Но что дает право человеку на то, чтобы принимать личное участие в жизни этого царства? Приступая к каждой следующей работе, я снова и снова задаюсь этим мучительным вопросом и не могу отделаться от мысли, что я всего лишь навсего молчаливый, симпатизирующий читатель. Только один-единственный раз я почувствовал, что у меня есть право – еще до того, как что-нибудь написать. Я узрел тему, а вместе с нею и вожделенную «книгу», и книги. И произошло сие не во сне, а ясным солнечным днем, и никакого растворения в южных кипарисах: я – тут, предмет описания – там. Мы ехали среди низких холмов, по довольно прямой проселочной дороге, воскресным днем позднего лета, и было это в Верхней Австрии. Дорога была пустой. Только один раз по другой стороне прошел человек в белой рубашке и черном костюме. Брюки у него были широкие, и штанины болтались при ходьбе; когда мы потом возвращались обратно, этот мужчина все еще продолжал идти, – он шел, в болтающихся брюках, с расстегнутым пиджаком, воскресным днем, в Верхней Австрии, мне на радость. – Моему «я» из первой книги при виде этого идущего куда-то человека представилось, будто он стремится к людям, которым он собирается что-то сказать. Он внедрится в самую их гущу, обрушит на них громы и молнии и убедит их. Не получается ли так, что ничего нового не завязалось вместе с пиниями 1974 года, а, скорее, наоборот, что-то вернулось, – то, что я, радуясь узнаваемости, сопряженной с возвращением, мог обозначить как «подлинно реальное»?
У Сезанна есть одна картина, которую называют «Le grand pin» . (Он сам, как известно, никогда не давал своим картинам никаких особых названий и очень редко подписывался.) На ней изображена большая одинокая сосна на берегу реки Арк, к юго-востоку от Экса, – дерево его детства. После купания он часто сиживал в его тени со своими друзьями, в числе которых был Эмиль Золя, – именно ему несколькими годами позже художник, которому тогда еще не было и двадцати, напишет: «А помнишь нашу сосну на берегу Арка?» Этому дереву он даже посвятит стихотворение, в котором дует мистраль, овевая голые ветки; в картине тоже чувствуется присутствие ветра, главным образом из-за кривизны этого одинокого дерева, которому более всего подошло бы название «Там, под открытым небом»: оно превращает землю, из которой оно поднимается, в голое плато, а его перекрученные ветви, расходящиеся во все стороны света в пестроцветье зелени всех оттенков, наполняют трепетом звенящую пустоту вокруг.

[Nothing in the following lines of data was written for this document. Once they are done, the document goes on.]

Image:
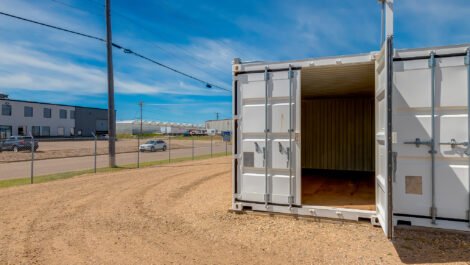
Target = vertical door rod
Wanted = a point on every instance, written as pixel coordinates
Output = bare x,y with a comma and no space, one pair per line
266,130
290,153
432,64
467,152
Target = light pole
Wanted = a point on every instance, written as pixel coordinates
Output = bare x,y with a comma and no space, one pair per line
141,104
111,108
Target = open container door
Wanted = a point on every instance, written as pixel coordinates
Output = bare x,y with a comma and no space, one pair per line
267,125
383,129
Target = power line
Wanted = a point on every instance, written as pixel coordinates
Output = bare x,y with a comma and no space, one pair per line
126,50
53,27
168,51
76,8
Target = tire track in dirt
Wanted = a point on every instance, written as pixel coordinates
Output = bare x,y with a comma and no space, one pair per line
32,250
81,245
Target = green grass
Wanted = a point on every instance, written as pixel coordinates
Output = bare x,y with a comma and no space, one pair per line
46,178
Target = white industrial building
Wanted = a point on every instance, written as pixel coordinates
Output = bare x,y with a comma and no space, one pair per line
382,136
21,117
154,127
224,125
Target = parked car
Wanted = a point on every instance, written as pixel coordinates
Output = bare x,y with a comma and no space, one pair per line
18,143
153,146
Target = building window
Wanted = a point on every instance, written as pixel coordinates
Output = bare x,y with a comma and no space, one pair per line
47,113
63,114
36,131
6,110
46,131
5,131
28,111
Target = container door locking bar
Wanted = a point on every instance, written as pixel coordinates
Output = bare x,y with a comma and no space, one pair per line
432,65
266,131
467,152
431,143
289,151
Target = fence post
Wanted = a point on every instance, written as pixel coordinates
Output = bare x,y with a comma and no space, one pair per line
32,158
95,152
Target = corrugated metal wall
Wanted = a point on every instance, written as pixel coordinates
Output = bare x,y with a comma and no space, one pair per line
338,133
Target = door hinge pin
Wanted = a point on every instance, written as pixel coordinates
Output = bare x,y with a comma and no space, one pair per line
433,211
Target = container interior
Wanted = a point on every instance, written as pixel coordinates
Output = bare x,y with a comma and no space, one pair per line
337,140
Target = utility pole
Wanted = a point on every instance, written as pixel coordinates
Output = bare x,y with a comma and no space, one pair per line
111,108
141,104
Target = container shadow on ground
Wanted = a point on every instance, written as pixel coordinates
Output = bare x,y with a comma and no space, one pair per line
425,246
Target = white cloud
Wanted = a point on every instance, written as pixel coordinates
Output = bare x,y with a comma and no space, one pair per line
36,71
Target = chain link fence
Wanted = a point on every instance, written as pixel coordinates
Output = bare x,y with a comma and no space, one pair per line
33,160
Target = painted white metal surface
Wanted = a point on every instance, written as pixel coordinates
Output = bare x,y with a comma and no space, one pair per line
57,126
255,152
412,119
381,138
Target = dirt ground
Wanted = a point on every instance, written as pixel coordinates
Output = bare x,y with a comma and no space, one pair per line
177,214
60,149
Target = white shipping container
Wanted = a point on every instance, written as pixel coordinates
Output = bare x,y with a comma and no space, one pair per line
382,136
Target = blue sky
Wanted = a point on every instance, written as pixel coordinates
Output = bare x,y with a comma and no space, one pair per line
198,37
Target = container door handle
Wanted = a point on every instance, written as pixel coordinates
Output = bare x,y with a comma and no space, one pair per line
394,166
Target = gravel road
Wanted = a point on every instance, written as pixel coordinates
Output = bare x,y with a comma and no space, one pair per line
177,214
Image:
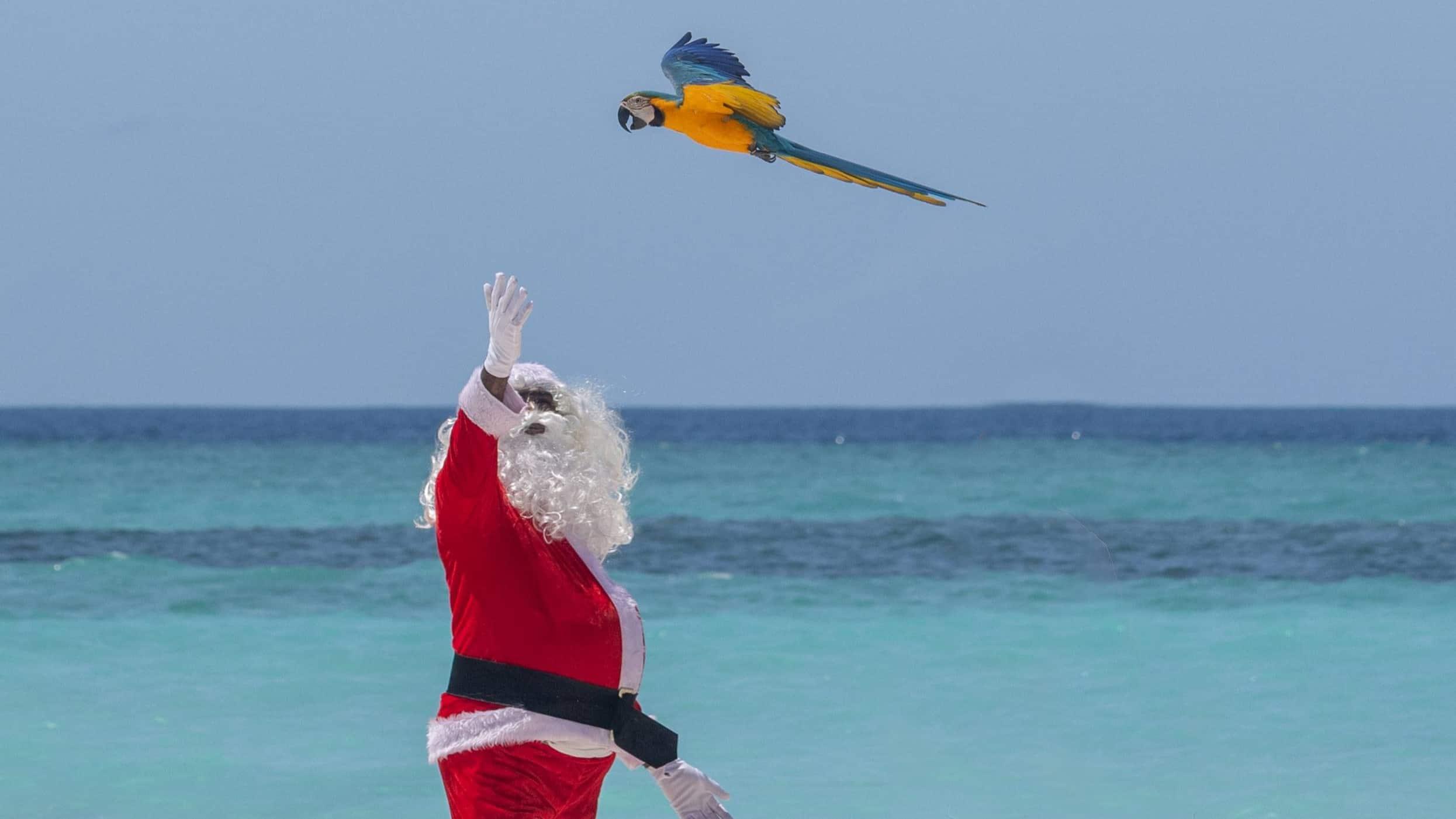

Эта большая сосна встречается и в других картинах, но нигде больше она не появляется сама по себе – отдельно и самодостаточно. На одной из таких картин (с подписью) она словно бы вытянула ветку, чтобы, так сказать, помахать пейзажу, и сомкнулась с ветвями соседней сосны в арку, обрамляющую собою дали, где растянулся горный массив Сен-Виктуар в светлых красках неба.
До того как я открыл для себя Сезанна (но после Хоппера), в моей жизни уже был один художник, который отучил меня выносить суждения по поводу тех или иных картин только ради того, чтобы вынести суждение. Он же привил мне привычку рассматривать их как примеры и чтить как творения.
В то время я читал описание одной деревни девятнадцатого века, принадлежащее перу некоего швабского крестьянина, ставшего поэтом.